Section 1182(b)(2) Nothing in section 1181 shall be construed as authorizing the Secretary to deny coverage of items or services...solely on the basis of comparative clinical effectiveness research.
Cannot use evidence in a manner that assigns a lower value to life with a disability
Section 1182(c)(1) The Secretary shall not use evidence or findings from comparative clinical effectiveness research...in determining coverage, reimbursement, or incentive programs...in a manner that
...treats extending the life of an elderly, disabled, or terminally ill individual as of lower value than extending the life of an individual who is younger, nondisabled, or not terminally ill.
Section 1182(d)(1) ...precludes, or with the intent to discourage, an individual from choosing a health care treatment based on how the individual values the tradeoff between extending the length of their life and the risk of disability.

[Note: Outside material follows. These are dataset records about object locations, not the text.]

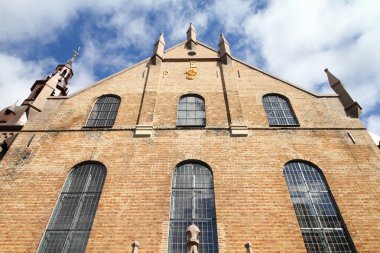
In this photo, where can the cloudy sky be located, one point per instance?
(292, 39)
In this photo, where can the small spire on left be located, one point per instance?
(75, 55)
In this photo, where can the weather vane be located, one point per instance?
(76, 53)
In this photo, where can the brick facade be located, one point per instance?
(251, 196)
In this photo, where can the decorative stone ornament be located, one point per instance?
(192, 243)
(192, 71)
(135, 247)
(248, 246)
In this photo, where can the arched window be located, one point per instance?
(192, 203)
(71, 221)
(322, 227)
(104, 112)
(191, 111)
(279, 111)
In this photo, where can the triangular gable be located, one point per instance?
(203, 51)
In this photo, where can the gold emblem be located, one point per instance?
(191, 74)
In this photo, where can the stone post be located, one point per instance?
(135, 247)
(192, 243)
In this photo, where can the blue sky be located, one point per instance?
(294, 39)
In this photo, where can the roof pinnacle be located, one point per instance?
(75, 55)
(191, 37)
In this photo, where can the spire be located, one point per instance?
(224, 50)
(75, 55)
(352, 108)
(332, 79)
(158, 52)
(191, 37)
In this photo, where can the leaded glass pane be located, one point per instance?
(104, 112)
(321, 226)
(191, 111)
(72, 218)
(192, 203)
(278, 111)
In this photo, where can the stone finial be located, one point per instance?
(248, 246)
(332, 79)
(75, 55)
(192, 243)
(158, 52)
(224, 50)
(135, 247)
(351, 107)
(191, 37)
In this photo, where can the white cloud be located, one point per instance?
(298, 39)
(373, 126)
(295, 39)
(17, 76)
(39, 19)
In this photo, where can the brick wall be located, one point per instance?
(251, 196)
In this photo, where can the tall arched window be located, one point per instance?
(279, 111)
(104, 112)
(322, 227)
(71, 221)
(192, 203)
(191, 111)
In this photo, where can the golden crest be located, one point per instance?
(191, 73)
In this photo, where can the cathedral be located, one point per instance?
(189, 151)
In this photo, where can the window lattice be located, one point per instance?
(321, 226)
(71, 222)
(104, 112)
(192, 203)
(191, 111)
(278, 111)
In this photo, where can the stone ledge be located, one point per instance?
(143, 131)
(239, 131)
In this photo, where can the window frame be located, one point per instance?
(178, 110)
(208, 222)
(92, 109)
(321, 228)
(297, 124)
(78, 208)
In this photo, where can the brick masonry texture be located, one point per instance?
(251, 196)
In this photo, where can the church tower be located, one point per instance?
(55, 84)
(14, 117)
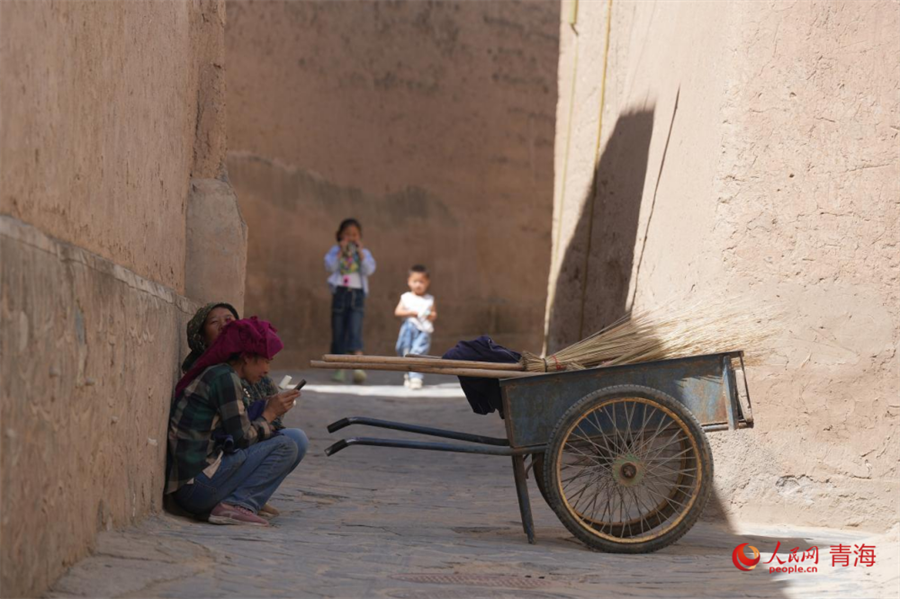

Cannot develop or use a dollars per quality-adjusted life-year or similar cost-effectiveness threshold as part of recommendations or to determine coverage or payment
Section 1182(e) The [Institute]...shall not develop or employ a dollars-per-quality adjusted life year (or similar measure that discounts the value of a life because of an individual’s disability) as a threshold to establish what type of health care is cost effective or recommended. The Secretary shall not utilize such an adjusted life year (or such a similar measure) as a threshold to determine coverage, reimbursement, or incentive programs.
SOURCE Authors’ analysis of the Patient Protection and Affordable Care Act. NOTE The "Institute" refers to the Patient-Centered Outcomes Research Institute established in the Affordable Care Act.